Stocks show Greenspan's approach was sound

November 19, 2006|By Jay Hancock | Jay Hancock,Sun Columnist

It was not a judgment. It was a question, posed in the manner of Socrates, who said, "I know nothing except the fact of my ignorance."

But Alan Greenspan's musing about the stock market a decade ago seemed close enough to truth to become the T-shirt slogan for the 1990s.

"How do we know," the maestro wondered in late 1996, "when irrational exuberance has unduly escalated asset values, which then become subject to unexpected and prolonged contractions as they have in Japan over the last decade?"

Irrational Exuberance became the title of a hit book on financial insanity. The New York Times printed the phrase almost once a week, on average, between late 1996 and early 2000, when stocks began falling and temporarily wiping out $7 trillion in wealth. Greenspan himself seemed to become addled by irrationality, fueling the boom with easy money and suggesting that markets know best.

But U.S. stocks are having the last word. That is making conventional wisdom about the 1990s - that it was mostly money down the drain for shareholders - seem not so rational, either.

Many of the lunatics who bought stocks last decade have done very well indeed if they diversified, held on, kept buying through the decline and could afford to wait for the rebound, which is the only way to be in the market.

Greenspan spoke on Dec. 5, 1996, in an evening speech at the American Enterprise Institute. If on that day you had sunk $1,000 into, say, the T. Rowe Price mutual fund that tracks the S&P 500 stock index, your money would have earned an average of 7.9 percent a year and would be worth more than $2,100 today.

That wasn't so irrational, now, was it? Over 10 years your investment would have outpaced bonds, money-market funds, bank deposits, even high-flying gold. Even, in many places, residential real estate.

Had you bought two years later, in late 1998, after stocks had soared even more, you still would have earned 2.8 percent a year, on average. That's a little better than inflation.

And it's not like your little patch of the S&P 500, up nearly 15 percent this year, would be overpriced today. (That's hard to say about gold and real estate.) At 18 times profits and 2.8 times book value, the S&P 500 is priced close to its long-term average. Not only would you have earned 7.9 percent annually since 1996; you'd be in decent shape for further gains.

The upshot: The fundamental theory for the 1990s "buy" signal has been vindicated.

With the exception of investors in and similarly crazy Internet firms, people who bought stocks because they expected economic changes to breed big profit gains were as logical as Mr. Spock for most of the decade.

Yes, irrationality eventually showed up, and it tainted the whole era.

At around 1,400, today's S&P 500 is still below its 2000 peak. The Nasdaq index, home a few years ago to publicly traded companies with no revenue, let alone earnings, is less than half its 2000 top. Anybody who held onto Enron or WorldCom lost everything.

But the nuttiness that occurred was a misapplication of essentially sound thinking. Buying the S&P 500 was a good idea, but not at 35 times profits in 1999. Investing in technology was smart, but not at $400 a share in companies with no profits. The 1999 foam should not obscure the beer underneath.

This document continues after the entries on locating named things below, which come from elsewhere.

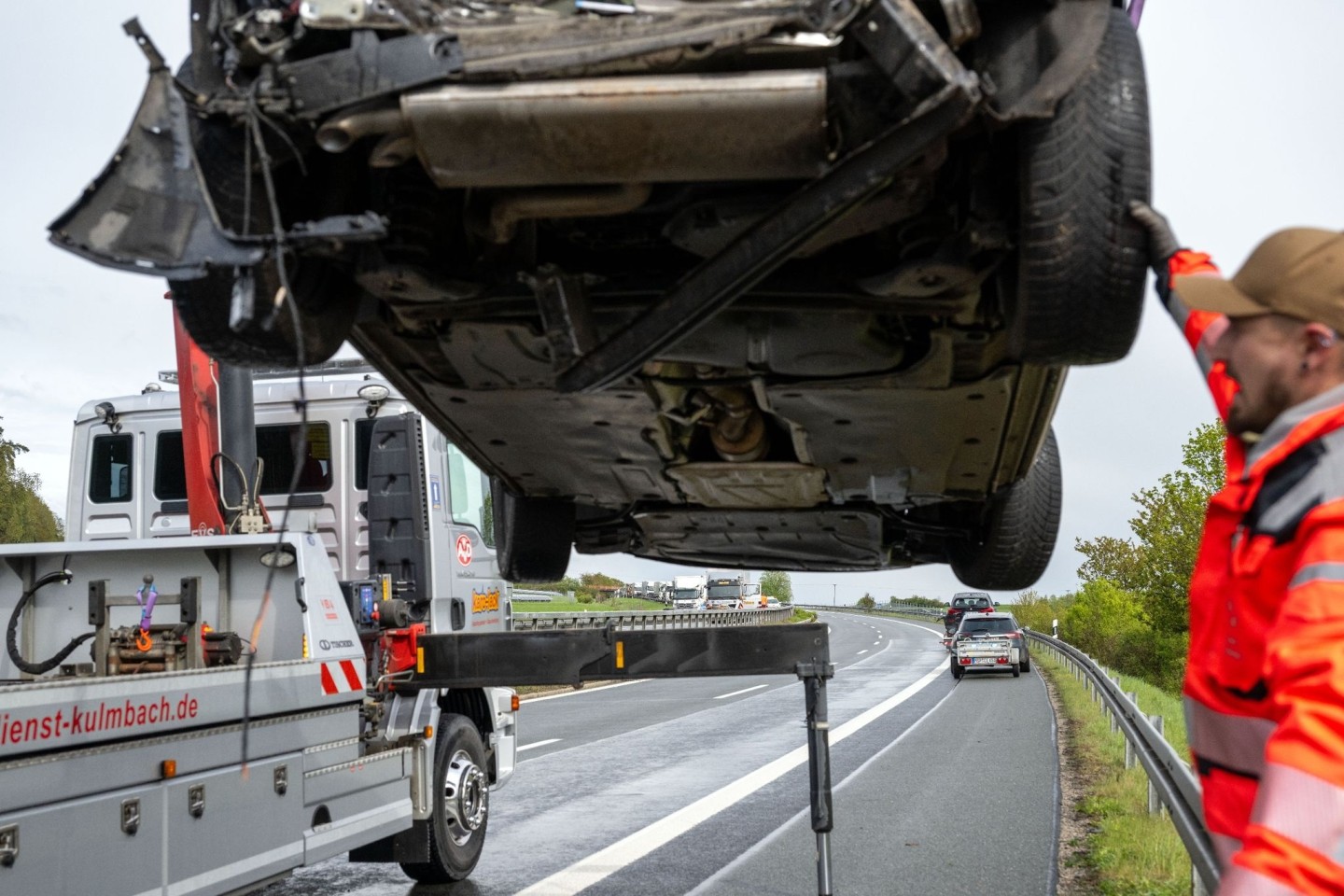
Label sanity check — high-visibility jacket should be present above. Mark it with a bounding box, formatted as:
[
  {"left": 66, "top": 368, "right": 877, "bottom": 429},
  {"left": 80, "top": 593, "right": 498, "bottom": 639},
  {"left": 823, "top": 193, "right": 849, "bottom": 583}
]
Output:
[{"left": 1158, "top": 251, "right": 1344, "bottom": 896}]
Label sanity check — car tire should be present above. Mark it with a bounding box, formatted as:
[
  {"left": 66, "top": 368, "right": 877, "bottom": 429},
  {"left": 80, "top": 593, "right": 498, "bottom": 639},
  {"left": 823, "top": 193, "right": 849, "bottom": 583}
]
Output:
[
  {"left": 491, "top": 480, "right": 574, "bottom": 581},
  {"left": 169, "top": 121, "right": 360, "bottom": 367},
  {"left": 947, "top": 430, "right": 1063, "bottom": 591},
  {"left": 1015, "top": 9, "right": 1152, "bottom": 364},
  {"left": 402, "top": 713, "right": 491, "bottom": 884}
]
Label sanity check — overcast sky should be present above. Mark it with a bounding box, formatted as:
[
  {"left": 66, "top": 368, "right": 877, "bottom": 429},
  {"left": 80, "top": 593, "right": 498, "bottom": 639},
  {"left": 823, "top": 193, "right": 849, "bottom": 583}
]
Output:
[{"left": 0, "top": 0, "right": 1344, "bottom": 603}]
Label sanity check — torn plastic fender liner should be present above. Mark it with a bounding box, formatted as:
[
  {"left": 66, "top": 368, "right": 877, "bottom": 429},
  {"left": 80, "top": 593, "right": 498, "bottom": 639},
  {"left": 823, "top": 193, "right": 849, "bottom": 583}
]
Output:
[{"left": 49, "top": 68, "right": 266, "bottom": 279}]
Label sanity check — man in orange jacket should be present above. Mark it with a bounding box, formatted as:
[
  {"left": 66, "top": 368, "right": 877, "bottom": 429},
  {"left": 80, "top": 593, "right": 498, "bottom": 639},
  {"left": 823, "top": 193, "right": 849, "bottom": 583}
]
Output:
[{"left": 1133, "top": 203, "right": 1344, "bottom": 896}]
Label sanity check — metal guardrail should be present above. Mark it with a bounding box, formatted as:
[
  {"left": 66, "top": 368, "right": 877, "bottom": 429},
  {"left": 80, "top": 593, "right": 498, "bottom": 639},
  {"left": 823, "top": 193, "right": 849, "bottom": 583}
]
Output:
[
  {"left": 800, "top": 605, "right": 1219, "bottom": 893},
  {"left": 513, "top": 606, "right": 793, "bottom": 631}
]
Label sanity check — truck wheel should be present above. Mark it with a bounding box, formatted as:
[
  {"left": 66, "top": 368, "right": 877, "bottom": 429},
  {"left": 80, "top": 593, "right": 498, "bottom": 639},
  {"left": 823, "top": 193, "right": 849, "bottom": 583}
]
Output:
[
  {"left": 947, "top": 430, "right": 1063, "bottom": 591},
  {"left": 1015, "top": 9, "right": 1152, "bottom": 364},
  {"left": 402, "top": 713, "right": 491, "bottom": 884},
  {"left": 491, "top": 480, "right": 574, "bottom": 581}
]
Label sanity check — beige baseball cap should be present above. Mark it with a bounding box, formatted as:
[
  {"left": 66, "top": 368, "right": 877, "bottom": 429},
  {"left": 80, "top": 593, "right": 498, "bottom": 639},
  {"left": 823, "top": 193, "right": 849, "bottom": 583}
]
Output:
[{"left": 1172, "top": 227, "right": 1344, "bottom": 333}]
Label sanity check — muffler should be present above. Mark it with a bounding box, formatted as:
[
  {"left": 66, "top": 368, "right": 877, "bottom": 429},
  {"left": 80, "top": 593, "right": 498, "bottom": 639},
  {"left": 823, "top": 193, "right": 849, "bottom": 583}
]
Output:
[{"left": 317, "top": 70, "right": 827, "bottom": 187}]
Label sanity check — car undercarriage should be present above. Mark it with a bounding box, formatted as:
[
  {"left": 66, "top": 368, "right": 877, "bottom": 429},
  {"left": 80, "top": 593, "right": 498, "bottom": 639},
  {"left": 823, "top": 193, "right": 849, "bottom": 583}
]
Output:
[{"left": 51, "top": 0, "right": 1149, "bottom": 588}]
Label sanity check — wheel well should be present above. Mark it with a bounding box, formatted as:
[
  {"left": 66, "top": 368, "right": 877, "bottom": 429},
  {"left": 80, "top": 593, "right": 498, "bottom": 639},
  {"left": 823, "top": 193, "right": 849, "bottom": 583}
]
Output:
[{"left": 438, "top": 688, "right": 495, "bottom": 735}]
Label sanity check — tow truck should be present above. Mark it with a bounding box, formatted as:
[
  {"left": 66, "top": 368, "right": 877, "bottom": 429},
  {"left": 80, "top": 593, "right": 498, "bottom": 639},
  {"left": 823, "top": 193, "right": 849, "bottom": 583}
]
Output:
[{"left": 0, "top": 328, "right": 833, "bottom": 896}]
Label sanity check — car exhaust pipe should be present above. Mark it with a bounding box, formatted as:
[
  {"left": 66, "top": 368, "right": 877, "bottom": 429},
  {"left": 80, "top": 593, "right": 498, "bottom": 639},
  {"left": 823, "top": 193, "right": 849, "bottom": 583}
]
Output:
[{"left": 317, "top": 70, "right": 827, "bottom": 187}]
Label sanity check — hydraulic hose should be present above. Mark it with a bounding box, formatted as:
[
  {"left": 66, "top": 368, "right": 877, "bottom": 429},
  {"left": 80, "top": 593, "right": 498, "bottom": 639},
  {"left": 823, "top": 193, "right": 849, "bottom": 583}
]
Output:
[{"left": 4, "top": 569, "right": 91, "bottom": 676}]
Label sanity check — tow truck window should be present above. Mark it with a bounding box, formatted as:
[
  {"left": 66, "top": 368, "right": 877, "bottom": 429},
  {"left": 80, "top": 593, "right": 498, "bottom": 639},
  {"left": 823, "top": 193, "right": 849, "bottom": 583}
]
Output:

Greenspan's "irrational exuberance" question came early. The initial public offering for Netscape, the starting gun of the stock boom, occurred the previous year. The Dow was at 6,500; the S&P 500 at 750.

History has shown that the query was sincere. Stocks had risen sharply in 1996, and while Greenspan believed that key economic changes might justify the levitation, he also worried about a potential crash. He soon went with the first thought, that stocks were worth what investors were paying, and let the economy blow steam out its ears.

As it turns out, the economic changes of the 1990s were indeed revolutionary. Computers and the Internet enabled huge productivity gains, which helped double corporate profits in the past decade.

How do we know when irrational exuberance has unduly escalated asset values? It's extremely difficult, and those in the market should invest only for the long term. But the U.S. stock market seems to have redeemed much of the 1990s' promise. That may be vindication for Greenspan, as well.